Finding Limits Using Formal Definition

[TommG]

Homework Statement

Use formal definition of limits
Find L = lim x→ c f(x). Then find a number δ > 0 such for all x

f(x) = 3 - 2x
c = 3
ε = 0.02

The Attempt at a Solution

lim_x→3 3 -2x

lim_x→3 3 - lim_x→3 2x

3 - 2(3) = -3
L = -3
I am not sure how to find delta

 

[LCKurtz]

Homework Statement

Use formal definition of limits
Find L = lim x→ c f(x). Then find a number δ > 0 such for all x

f(x) = 3 - 2x
c = 3
ε = 0.02

The Attempt at a Solution

lim_x→3 3 -2x

lim_x→3 3 - lim_x→3 2x

3 - 2(3) = -3
L = -3



I am not sure how to find delta

Ask yourself how close $x$ needs to be to $3$ so that $|f(x)-L|<\epsilon$ or, for your problem, $|(3-2x) - (-3)|<.02$.

 

[lurflurf]

|f(x)-L|<ε
when
|3-x|<δ
write
|f(x)-L|
in terms of
|3-x|

 

[TommG]

Ask yourself how close $x$ needs to be to $3$ so that $|f(x)-L|<\epsilon$ or, for your problem, $|(3-2x) - (-3)|<.02$.

ok so i take

-0.02 < (3-2x)-(-3) < 0.02
-0.02 < 6-2x < 0.02
-6.02 < -2x < -5.98
3.01 > x > -2.99
(-2.99,3.01)

-2.99 - 3 = -5.99
3.01 - 3 = 0.1

so since δ > 0
δ = 0.1

matches answer in book

thank you for your help

 

[HallsofIvy]

ok so i take

-0.02 < (3-2x)-(-3) < 0.02
-0.02 < 6-2x < 0.02

Notice that, at this point, you could say
-0.02 < 2(3- x)< 0.02
-0.01< 3- x< 0.01 so that |x- 3|< 0.01

-6.02 < -2x < -5.98
3.01 > x > -2.99
(-2.99,3.01)

-2.99 - 3 = -5.99
3.01 - 3 = 0.1

so since δ > 0
δ = 0.1

matches answer in book

thank you for your help

 

[LCKurtz]

ok so i take

-0.02 < (3-2x)-(-3) < 0.02
-0.02 < 6-2x < 0.02
-6.02 < -2x < -5.98
3.01 > x > -2.99
(-2.99,3.01)

-2.99 - 3 = -5.99
3.01 - 3 = 0.1

so since δ > 0
δ = 0.1

matches answer in book

thank you for your help

That's good.

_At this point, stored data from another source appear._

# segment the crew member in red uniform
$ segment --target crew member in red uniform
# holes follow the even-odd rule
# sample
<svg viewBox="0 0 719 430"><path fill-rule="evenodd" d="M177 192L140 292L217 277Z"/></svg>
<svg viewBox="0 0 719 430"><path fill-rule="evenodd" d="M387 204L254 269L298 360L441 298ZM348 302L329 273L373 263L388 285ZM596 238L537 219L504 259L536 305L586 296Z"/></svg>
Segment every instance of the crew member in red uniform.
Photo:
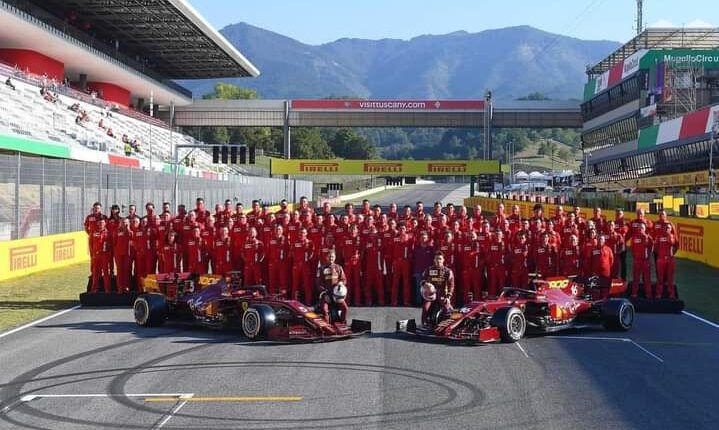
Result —
<svg viewBox="0 0 719 430"><path fill-rule="evenodd" d="M494 215L494 220L492 222L493 228L498 228L504 226L504 221L507 219L507 216L504 214L504 203L500 203L497 206L497 213Z"/></svg>
<svg viewBox="0 0 719 430"><path fill-rule="evenodd" d="M117 230L115 230L112 239L112 255L115 258L115 265L117 266L115 283L119 293L130 292L130 277L132 276L130 243L132 242L132 236L130 220L125 218Z"/></svg>
<svg viewBox="0 0 719 430"><path fill-rule="evenodd" d="M509 231L516 233L522 227L522 215L519 213L519 206L512 206L512 213L507 217L509 221Z"/></svg>
<svg viewBox="0 0 719 430"><path fill-rule="evenodd" d="M110 216L107 217L107 233L110 235L110 275L115 275L115 232L120 228L122 217L120 216L120 206L110 206ZM116 281L117 282L117 281Z"/></svg>
<svg viewBox="0 0 719 430"><path fill-rule="evenodd" d="M302 227L297 240L292 243L292 287L290 298L297 299L300 292L303 295L304 303L311 303L312 298L312 273L314 268L310 267L315 253L312 241L307 237L307 229Z"/></svg>
<svg viewBox="0 0 719 430"><path fill-rule="evenodd" d="M185 208L185 205L178 205L177 206L177 215L172 218L172 229L177 232L177 234L180 235L180 238L182 238L182 230L185 225L185 221L187 220L187 209ZM197 218L195 218L195 221L197 221ZM192 237L190 234L189 237ZM185 243L184 240L181 240L182 243Z"/></svg>
<svg viewBox="0 0 719 430"><path fill-rule="evenodd" d="M479 300L481 297L483 274L480 270L484 267L482 249L477 237L477 232L470 231L467 234L468 238L462 244L459 254L462 277L459 284L461 292L458 296L464 303L470 301L470 295L473 300Z"/></svg>
<svg viewBox="0 0 719 430"><path fill-rule="evenodd" d="M639 233L640 226L644 225L644 232L649 234L652 231L652 222L644 216L644 209L637 209L637 217L630 224L631 236Z"/></svg>
<svg viewBox="0 0 719 430"><path fill-rule="evenodd" d="M205 252L205 245L200 233L201 231L199 225L193 227L192 237L188 238L183 245L186 259L184 260L185 265L182 269L185 272L207 273L207 266L203 255Z"/></svg>
<svg viewBox="0 0 719 430"><path fill-rule="evenodd" d="M399 227L399 233L394 238L392 245L392 288L390 290L390 304L392 306L397 306L400 288L402 290L402 305L409 306L411 303L410 257L412 256L412 251L412 238L407 233L407 227L402 225Z"/></svg>
<svg viewBox="0 0 719 430"><path fill-rule="evenodd" d="M377 303L384 306L384 259L382 255L382 238L377 233L377 227L370 227L369 234L364 242L362 254L364 260L365 305L372 306L373 297Z"/></svg>
<svg viewBox="0 0 719 430"><path fill-rule="evenodd" d="M457 270L457 246L457 241L452 232L445 231L439 246L435 247L444 255L444 265L452 269L453 272Z"/></svg>
<svg viewBox="0 0 719 430"><path fill-rule="evenodd" d="M85 233L88 235L88 243L90 243L89 236L92 236L92 233L97 230L97 223L101 219L107 220L107 217L102 213L102 205L100 202L95 202L92 205L90 215L85 217Z"/></svg>
<svg viewBox="0 0 719 430"><path fill-rule="evenodd" d="M274 236L268 243L270 292L273 294L287 294L289 287L287 277L289 275L290 241L284 235L284 228L281 225L275 226Z"/></svg>
<svg viewBox="0 0 719 430"><path fill-rule="evenodd" d="M340 254L342 254L342 268L347 275L347 289L352 292L352 304L359 306L362 303L360 280L362 239L357 224L350 225L349 235L344 238L339 248Z"/></svg>
<svg viewBox="0 0 719 430"><path fill-rule="evenodd" d="M594 222L594 228L597 229L597 232L600 235L607 233L607 223L602 217L602 208L594 208L594 216L592 217L591 221Z"/></svg>
<svg viewBox="0 0 719 430"><path fill-rule="evenodd" d="M434 300L432 297L423 297L422 324L428 324L428 313L433 301L438 302L445 309L452 308L452 296L454 295L454 272L444 265L444 255L438 252L434 256L434 264L427 268L422 274L422 282L430 283L435 288Z"/></svg>
<svg viewBox="0 0 719 430"><path fill-rule="evenodd" d="M399 213L397 212L397 203L392 202L389 204L387 218L397 221L397 219L399 218Z"/></svg>
<svg viewBox="0 0 719 430"><path fill-rule="evenodd" d="M90 271L92 273L90 292L97 292L102 276L105 292L110 293L110 264L112 264L110 261L110 233L107 231L106 221L100 219L95 227L91 227L90 233Z"/></svg>
<svg viewBox="0 0 719 430"><path fill-rule="evenodd" d="M664 297L664 291L669 294L669 298L677 297L674 289L674 254L677 252L677 240L674 237L674 229L672 224L667 222L664 224L664 232L657 234L654 238L654 248L657 253L657 288L654 292L655 299Z"/></svg>
<svg viewBox="0 0 719 430"><path fill-rule="evenodd" d="M212 273L226 276L232 271L232 241L230 229L220 227L219 237L212 241Z"/></svg>
<svg viewBox="0 0 719 430"><path fill-rule="evenodd" d="M587 230L587 236L584 238L584 242L581 247L582 260L579 264L581 269L581 275L587 277L592 271L592 251L597 247L599 239L597 237L597 230Z"/></svg>
<svg viewBox="0 0 719 430"><path fill-rule="evenodd" d="M335 263L336 255L330 252L327 255L327 263L317 268L316 285L320 295L320 305L324 313L325 321L330 322L330 302L338 307L340 313L340 322L347 322L347 314L349 306L346 300L337 301L334 298L334 288L342 283L347 284L347 277L342 266Z"/></svg>
<svg viewBox="0 0 719 430"><path fill-rule="evenodd" d="M612 286L612 268L614 267L614 252L607 246L607 238L599 236L597 247L592 251L592 275L599 276L600 298L609 297Z"/></svg>
<svg viewBox="0 0 719 430"><path fill-rule="evenodd" d="M243 270L242 249L249 235L250 224L247 222L247 216L240 214L237 217L237 223L233 224L230 229L230 241L232 242L230 258L232 258L232 270Z"/></svg>
<svg viewBox="0 0 719 430"><path fill-rule="evenodd" d="M487 294L496 297L507 283L507 243L502 230L497 230L487 247Z"/></svg>
<svg viewBox="0 0 719 430"><path fill-rule="evenodd" d="M140 220L140 226L133 237L135 251L135 283L139 293L144 291L143 278L155 273L155 238L153 230L147 224L147 218Z"/></svg>
<svg viewBox="0 0 719 430"><path fill-rule="evenodd" d="M245 285L262 284L262 263L265 261L265 245L257 238L257 229L250 227L249 236L242 245L243 280Z"/></svg>
<svg viewBox="0 0 719 430"><path fill-rule="evenodd" d="M639 211L637 211L639 212ZM634 224L634 223L632 223ZM654 241L647 234L647 226L644 223L637 223L637 230L632 235L632 297L639 292L639 282L644 283L644 294L648 299L653 297L652 278L649 272L650 256L654 249Z"/></svg>
<svg viewBox="0 0 719 430"><path fill-rule="evenodd" d="M619 278L622 270L620 256L627 251L627 242L624 235L617 228L614 221L607 221L607 246L614 253L614 266L612 267L612 278ZM622 278L623 279L623 278Z"/></svg>
<svg viewBox="0 0 719 430"><path fill-rule="evenodd" d="M578 276L580 272L579 262L581 261L581 250L579 238L576 235L569 236L564 242L559 253L559 274L562 276Z"/></svg>
<svg viewBox="0 0 719 430"><path fill-rule="evenodd" d="M557 205L557 207L554 209L554 216L552 217L552 221L554 222L554 228L561 233L562 228L564 227L564 222L566 220L567 217L564 214L564 207L562 205Z"/></svg>
<svg viewBox="0 0 719 430"><path fill-rule="evenodd" d="M614 212L614 230L619 233L622 238L625 241L624 251L622 251L621 254L615 255L614 259L615 261L619 261L619 277L622 279L627 279L627 249L626 249L626 240L629 238L629 227L630 223L629 221L624 218L624 211L621 209L617 209ZM616 265L616 263L615 263Z"/></svg>
<svg viewBox="0 0 719 430"><path fill-rule="evenodd" d="M180 271L180 248L177 245L177 233L167 233L167 241L159 252L160 273L177 273Z"/></svg>
<svg viewBox="0 0 719 430"><path fill-rule="evenodd" d="M542 233L542 242L534 250L534 262L537 265L537 273L542 278L549 278L557 275L557 251L549 244L549 234Z"/></svg>
<svg viewBox="0 0 719 430"><path fill-rule="evenodd" d="M517 234L517 239L509 248L510 282L514 288L527 288L529 286L528 256L527 234L522 231Z"/></svg>
<svg viewBox="0 0 719 430"><path fill-rule="evenodd" d="M205 199L202 197L198 197L195 200L195 209L193 210L195 212L195 215L197 216L197 222L204 223L207 218L212 215L210 211L205 209ZM217 221L217 220L215 220Z"/></svg>
<svg viewBox="0 0 719 430"><path fill-rule="evenodd" d="M262 208L260 207L259 200L252 200L252 209L247 214L247 223L251 227L256 227L257 220L262 219Z"/></svg>

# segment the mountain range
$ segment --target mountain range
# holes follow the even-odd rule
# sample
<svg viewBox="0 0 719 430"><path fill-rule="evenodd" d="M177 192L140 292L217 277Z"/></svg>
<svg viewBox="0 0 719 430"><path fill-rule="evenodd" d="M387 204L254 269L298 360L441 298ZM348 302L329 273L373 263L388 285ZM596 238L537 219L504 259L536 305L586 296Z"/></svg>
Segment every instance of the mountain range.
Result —
<svg viewBox="0 0 719 430"><path fill-rule="evenodd" d="M180 81L201 97L216 82L262 98L498 99L540 92L581 98L585 68L619 43L580 40L530 26L457 31L410 40L339 39L308 45L246 23L220 31L261 71L258 78Z"/></svg>

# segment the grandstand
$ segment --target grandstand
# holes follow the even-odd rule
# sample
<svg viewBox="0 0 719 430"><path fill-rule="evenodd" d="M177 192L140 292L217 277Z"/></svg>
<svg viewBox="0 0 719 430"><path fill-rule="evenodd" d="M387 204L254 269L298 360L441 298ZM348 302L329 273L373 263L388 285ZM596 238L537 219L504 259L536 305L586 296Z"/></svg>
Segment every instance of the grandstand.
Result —
<svg viewBox="0 0 719 430"><path fill-rule="evenodd" d="M719 29L647 29L587 74L586 182L624 188L708 170L719 110Z"/></svg>
<svg viewBox="0 0 719 430"><path fill-rule="evenodd" d="M172 80L259 73L184 0L6 0L0 24L0 151L17 149L3 145L10 136L66 158L168 171L174 144L198 143L168 124L192 102ZM189 161L193 176L231 172L203 151Z"/></svg>

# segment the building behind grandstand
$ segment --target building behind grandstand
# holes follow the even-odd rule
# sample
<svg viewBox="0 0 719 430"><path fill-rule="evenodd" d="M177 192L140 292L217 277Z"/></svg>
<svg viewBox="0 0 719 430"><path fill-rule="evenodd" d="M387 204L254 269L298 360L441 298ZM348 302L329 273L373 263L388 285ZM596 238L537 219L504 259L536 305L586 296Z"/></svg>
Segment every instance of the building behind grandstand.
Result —
<svg viewBox="0 0 719 430"><path fill-rule="evenodd" d="M707 184L719 115L719 29L647 29L587 74L586 182L607 188Z"/></svg>

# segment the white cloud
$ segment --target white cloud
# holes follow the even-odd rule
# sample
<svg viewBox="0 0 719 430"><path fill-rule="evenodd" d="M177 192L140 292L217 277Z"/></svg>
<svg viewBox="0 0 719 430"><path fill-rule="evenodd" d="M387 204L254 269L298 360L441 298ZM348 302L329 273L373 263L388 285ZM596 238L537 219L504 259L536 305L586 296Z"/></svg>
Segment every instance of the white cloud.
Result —
<svg viewBox="0 0 719 430"><path fill-rule="evenodd" d="M697 19L692 20L689 23L687 23L687 25L685 25L685 27L687 27L687 28L707 28L707 27L714 27L714 25L710 24L702 19L697 18Z"/></svg>
<svg viewBox="0 0 719 430"><path fill-rule="evenodd" d="M660 19L659 21L655 22L654 24L649 25L649 28L673 28L676 27L674 23L671 21L667 21L666 19Z"/></svg>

But you could write it much neater:$$
|6-2x| <.02$$ $$
2|3-x| <.02$$ $$
|3-x| <.01$$The steps are reversible so $\delta=.01$.

 

[LCKurtz]

-2.99 - 3 = -5.99
3.01 - 3 = 0.1

Also note that should be -2.99 - (-3) = .01. And .1 should be .01.